39th Tennessee State Treasurer
- In office January 1987 – October 24, 2003
- Governor: Ned McWherter Don Sundquist Phil Bredesen
- Preceded by: Harlan Mathews
- Succeeded by: Dale Sims

Personal details
- Born: Stephen Douglas Adams May 27, 1951 (age 75) Cornersville, Tennessee, U.S.
- Party: Democratic
- Spouse: Reta Stockman
- Education: Austin Peay State University

= Steve Adams (politician) =

Former state treasurer of Tennessee, US

Stephen Douglas Adams (born May 27, 1951) is a former state treasurer of Tennessee, who served in that position for sixteen years, from 1987 to 2003.

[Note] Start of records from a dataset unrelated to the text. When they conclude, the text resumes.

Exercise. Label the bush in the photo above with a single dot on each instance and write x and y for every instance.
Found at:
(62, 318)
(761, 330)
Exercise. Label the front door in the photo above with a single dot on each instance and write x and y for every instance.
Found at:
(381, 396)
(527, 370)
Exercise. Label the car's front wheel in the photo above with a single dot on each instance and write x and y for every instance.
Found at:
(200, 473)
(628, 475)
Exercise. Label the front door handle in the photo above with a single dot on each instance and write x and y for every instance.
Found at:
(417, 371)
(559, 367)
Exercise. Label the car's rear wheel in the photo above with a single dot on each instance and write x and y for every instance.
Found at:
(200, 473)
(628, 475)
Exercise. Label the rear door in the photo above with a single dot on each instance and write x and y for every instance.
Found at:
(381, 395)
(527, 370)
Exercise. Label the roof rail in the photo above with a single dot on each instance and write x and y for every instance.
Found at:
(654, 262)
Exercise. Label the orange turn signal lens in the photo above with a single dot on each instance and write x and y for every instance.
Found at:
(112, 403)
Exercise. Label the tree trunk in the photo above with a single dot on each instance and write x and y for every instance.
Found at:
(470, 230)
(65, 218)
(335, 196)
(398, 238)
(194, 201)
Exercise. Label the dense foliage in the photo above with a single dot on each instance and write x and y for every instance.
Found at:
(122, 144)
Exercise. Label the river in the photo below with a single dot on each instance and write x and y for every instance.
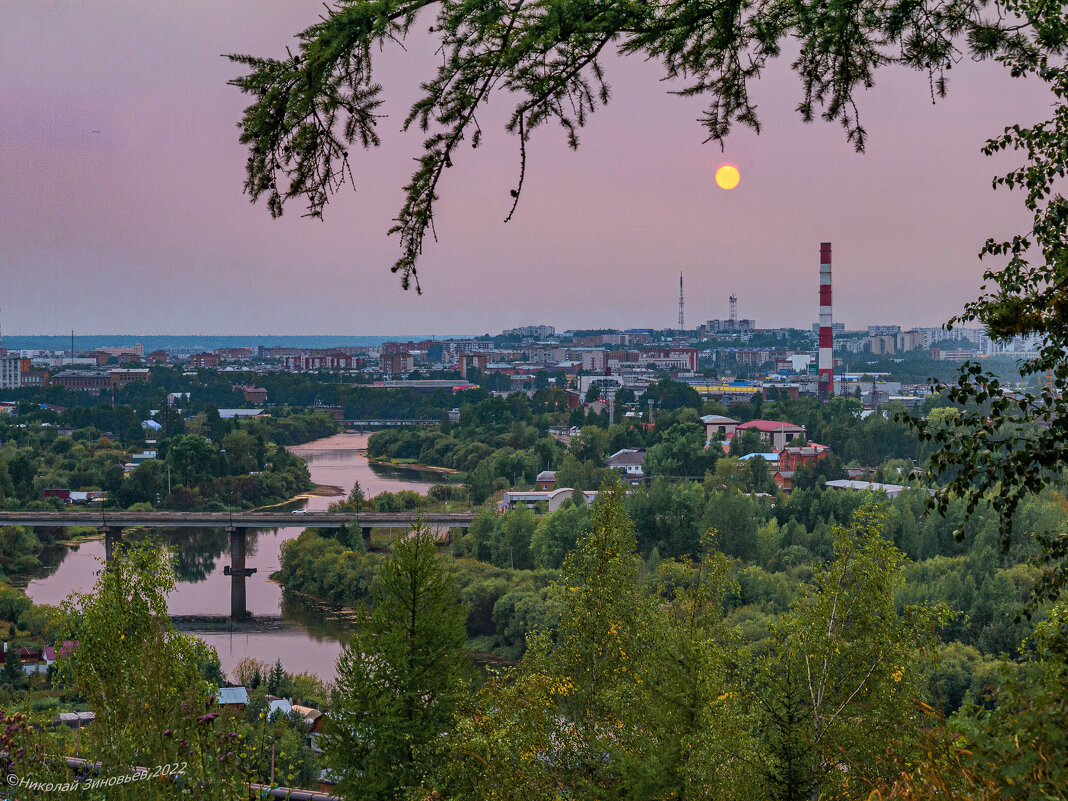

==Early life and education==
Adams was born in Cornersville in Marshall County, Tennessee. He attended Austin Peay State University.

==Career==
Adams joined the Tennessee Department of Conservation in 1973 and left for the Treasury Department in 1975.

Adams was elected Tennessee State Treasurer by the state's General Assembly in 1987, following the appointment of Harlan Mathews to Governor Ned McWherter's cabinet. He continued to be reelected another eight times. He was President of the National Association of State Treasurers from 1997 to 1998.

Adams resigned from his position as Treasurer on October 24, 2003, to become Chief Administrative Officer of the Tennessee Lottery. He was dismissed in 2006 after allegations of workplace harassment. Adams denied the claims and took legal action against the state lottery to release his employment records.